1. Provoca a Dios a suspender las influencias de su Espíritu y por su parte cortar la relación: “Por la iniquidad de su codicia me enojé, y le herí, escondí mi rostro y me indigné” (Is. 57:17)…

2. Una lascivia no mortificada quita poderosamente la armonía del alma y desordena la espiritualidad que debemos preservar, si queremos mantener comunión con Dios. Piense en cómo aumenta la separación y el distanciamiento entre amigos cercanos. De igual manera, aumenta la separación entre Dios y el alma. Si alguien tiene conciencia de un mal que le ha hecho a su amigo, le causará temor y vergüenza conversar con él y, aún más, estar en su compañía con comodidad y con frecuencia. “El pecado no sólo luchará, actuará, causará rebelión, perturbación e inquietud, sino que, en caso de no estar continuamente mortificado, producirá grandes pecados, malditos, escandalosos y destructores de almas… Cada vez que se levanta, el objetivo del pecado es tentar o atraer, si él no fuera mortificado, saldría lo peor del pecado de esa clase. Si pudiera, todo pensamiento o mirada impura sería adulterio; cada deseo codicioso sería opresión, cada pensamiento de incredulidad sería ateísmo, si creciera en sus pensamientos… cada aumento de lujuria, si tuviera un camino libre, llegaría a la altura de las peores perversidades”.

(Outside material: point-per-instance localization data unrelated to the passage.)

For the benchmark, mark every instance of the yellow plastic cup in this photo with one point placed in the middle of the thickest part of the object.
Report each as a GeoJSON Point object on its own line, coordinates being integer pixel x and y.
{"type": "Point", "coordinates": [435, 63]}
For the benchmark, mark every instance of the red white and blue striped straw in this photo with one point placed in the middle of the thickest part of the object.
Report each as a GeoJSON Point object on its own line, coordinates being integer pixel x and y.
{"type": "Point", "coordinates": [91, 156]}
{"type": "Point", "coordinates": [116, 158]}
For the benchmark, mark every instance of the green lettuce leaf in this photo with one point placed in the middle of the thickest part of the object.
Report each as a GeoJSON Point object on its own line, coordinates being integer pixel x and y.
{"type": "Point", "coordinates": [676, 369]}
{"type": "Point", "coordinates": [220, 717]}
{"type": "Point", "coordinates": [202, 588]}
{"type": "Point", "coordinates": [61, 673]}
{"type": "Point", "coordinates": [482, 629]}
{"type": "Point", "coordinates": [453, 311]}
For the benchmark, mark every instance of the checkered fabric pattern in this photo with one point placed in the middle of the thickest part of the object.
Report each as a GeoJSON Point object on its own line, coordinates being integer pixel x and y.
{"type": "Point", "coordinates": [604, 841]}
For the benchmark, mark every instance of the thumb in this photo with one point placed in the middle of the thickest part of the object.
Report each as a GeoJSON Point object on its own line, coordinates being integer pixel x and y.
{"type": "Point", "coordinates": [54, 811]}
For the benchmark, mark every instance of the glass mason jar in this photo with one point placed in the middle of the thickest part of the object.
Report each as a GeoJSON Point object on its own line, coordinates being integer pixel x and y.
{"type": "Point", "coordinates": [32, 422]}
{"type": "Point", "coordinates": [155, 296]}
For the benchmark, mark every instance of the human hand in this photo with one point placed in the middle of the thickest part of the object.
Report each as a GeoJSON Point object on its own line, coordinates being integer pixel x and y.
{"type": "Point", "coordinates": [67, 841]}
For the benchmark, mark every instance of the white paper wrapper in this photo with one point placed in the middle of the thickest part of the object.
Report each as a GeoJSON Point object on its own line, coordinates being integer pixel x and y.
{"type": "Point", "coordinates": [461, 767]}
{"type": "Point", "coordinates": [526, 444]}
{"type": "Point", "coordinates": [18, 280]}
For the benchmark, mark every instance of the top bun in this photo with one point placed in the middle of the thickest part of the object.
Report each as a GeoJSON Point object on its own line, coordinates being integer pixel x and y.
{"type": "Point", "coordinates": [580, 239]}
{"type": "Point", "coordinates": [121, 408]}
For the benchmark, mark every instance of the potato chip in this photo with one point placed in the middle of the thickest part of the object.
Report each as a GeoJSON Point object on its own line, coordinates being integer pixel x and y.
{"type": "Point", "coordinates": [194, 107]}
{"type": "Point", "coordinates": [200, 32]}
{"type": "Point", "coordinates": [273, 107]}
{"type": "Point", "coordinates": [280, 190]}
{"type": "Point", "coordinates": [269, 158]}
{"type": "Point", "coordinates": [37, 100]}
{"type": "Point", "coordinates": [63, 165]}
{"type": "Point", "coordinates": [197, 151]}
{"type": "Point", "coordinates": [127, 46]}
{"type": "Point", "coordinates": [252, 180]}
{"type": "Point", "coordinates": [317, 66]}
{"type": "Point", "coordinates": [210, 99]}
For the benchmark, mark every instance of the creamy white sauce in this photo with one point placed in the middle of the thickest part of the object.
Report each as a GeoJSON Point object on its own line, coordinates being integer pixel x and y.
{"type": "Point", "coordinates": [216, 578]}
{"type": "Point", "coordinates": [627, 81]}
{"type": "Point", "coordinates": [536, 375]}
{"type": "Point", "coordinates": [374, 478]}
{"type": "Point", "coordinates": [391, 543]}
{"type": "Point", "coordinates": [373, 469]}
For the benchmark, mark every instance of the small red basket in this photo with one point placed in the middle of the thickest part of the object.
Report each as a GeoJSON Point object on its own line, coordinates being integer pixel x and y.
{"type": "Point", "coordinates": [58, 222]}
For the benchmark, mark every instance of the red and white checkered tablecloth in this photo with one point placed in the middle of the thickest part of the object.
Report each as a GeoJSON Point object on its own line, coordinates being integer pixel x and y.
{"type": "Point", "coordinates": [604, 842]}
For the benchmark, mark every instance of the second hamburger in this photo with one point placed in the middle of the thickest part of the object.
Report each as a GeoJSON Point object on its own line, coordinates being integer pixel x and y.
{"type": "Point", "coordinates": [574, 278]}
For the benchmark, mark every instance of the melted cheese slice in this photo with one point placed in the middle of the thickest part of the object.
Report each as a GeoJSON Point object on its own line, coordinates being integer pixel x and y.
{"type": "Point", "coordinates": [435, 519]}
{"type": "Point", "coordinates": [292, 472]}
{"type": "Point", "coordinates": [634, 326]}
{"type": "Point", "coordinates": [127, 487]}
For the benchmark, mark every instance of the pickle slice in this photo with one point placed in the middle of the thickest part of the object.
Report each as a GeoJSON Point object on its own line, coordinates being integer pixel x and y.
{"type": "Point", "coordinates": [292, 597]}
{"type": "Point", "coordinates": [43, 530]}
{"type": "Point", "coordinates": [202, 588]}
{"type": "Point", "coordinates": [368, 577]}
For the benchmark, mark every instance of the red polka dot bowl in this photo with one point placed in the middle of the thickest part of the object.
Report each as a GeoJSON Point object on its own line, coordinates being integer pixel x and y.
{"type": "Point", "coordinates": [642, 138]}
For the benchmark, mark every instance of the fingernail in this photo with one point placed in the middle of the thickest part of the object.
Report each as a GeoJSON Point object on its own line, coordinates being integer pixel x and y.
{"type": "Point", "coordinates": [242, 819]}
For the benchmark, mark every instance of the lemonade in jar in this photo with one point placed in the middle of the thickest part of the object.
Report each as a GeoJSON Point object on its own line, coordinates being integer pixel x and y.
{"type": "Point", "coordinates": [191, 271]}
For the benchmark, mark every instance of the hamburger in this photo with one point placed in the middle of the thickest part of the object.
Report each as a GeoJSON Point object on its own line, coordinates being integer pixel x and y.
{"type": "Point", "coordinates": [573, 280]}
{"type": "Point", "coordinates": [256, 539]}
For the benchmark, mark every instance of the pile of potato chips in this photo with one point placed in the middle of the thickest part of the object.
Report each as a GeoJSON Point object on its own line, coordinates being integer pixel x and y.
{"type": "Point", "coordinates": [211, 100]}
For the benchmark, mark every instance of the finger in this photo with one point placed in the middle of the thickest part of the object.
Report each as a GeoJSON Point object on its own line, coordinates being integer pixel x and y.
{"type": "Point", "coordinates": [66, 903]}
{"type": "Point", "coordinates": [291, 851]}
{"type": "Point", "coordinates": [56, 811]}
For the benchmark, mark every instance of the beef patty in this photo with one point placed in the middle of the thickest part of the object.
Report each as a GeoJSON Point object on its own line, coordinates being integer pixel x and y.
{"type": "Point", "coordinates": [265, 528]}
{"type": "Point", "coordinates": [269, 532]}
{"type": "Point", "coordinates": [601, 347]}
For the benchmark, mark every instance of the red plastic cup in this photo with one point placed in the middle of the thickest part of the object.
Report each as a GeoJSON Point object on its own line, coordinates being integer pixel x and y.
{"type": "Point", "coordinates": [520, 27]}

Lo mismo sucede en este caso: La lascivia no mortificada llena el alma de vergüenza culposa, motivada por su conciencia de un agravio a Dios…

Ahora, reflexione en su propia realidad, usted que ha cometido algún pecado: ¿Acaso éste no ha quitado gradualmente la espiritualidad de su corazón, y debilitado la vida y el vigor de su comunión? ¿No lo ha apagado, enfriado y hecho indiferente a las cosas y los caminos de Dios? ¿No ha considerado a Dios como si estuviera muy lejos sin interesarse o anhelar acercarse para conversar con él? ¿No cree usted que ha llegado el momento de mortificar este pecado que ha causado esta división entre Dios y su alma, y que se deshaga de lo que ha causado tensión y disensión para poder renovar su amistad con él? Permítame decirle que me temo que, de otra manera, esta enajenación aumentará hasta convertirse en una lamentable apostasía y terminando en una pavorosa perdición.

Tomando de “The Great Duty of Mortification” en The Works of Ezekiel Hopkins.


Ezekiel Hopkins (1634-1690): Pastor anglicano, capellán de Magdalen College, Oxford, fue más adelante Obispo de Derry, Irlanda; sus escritos son legibles, claros, y prácticos; nacido en Sandford, Crediton, Devonshire.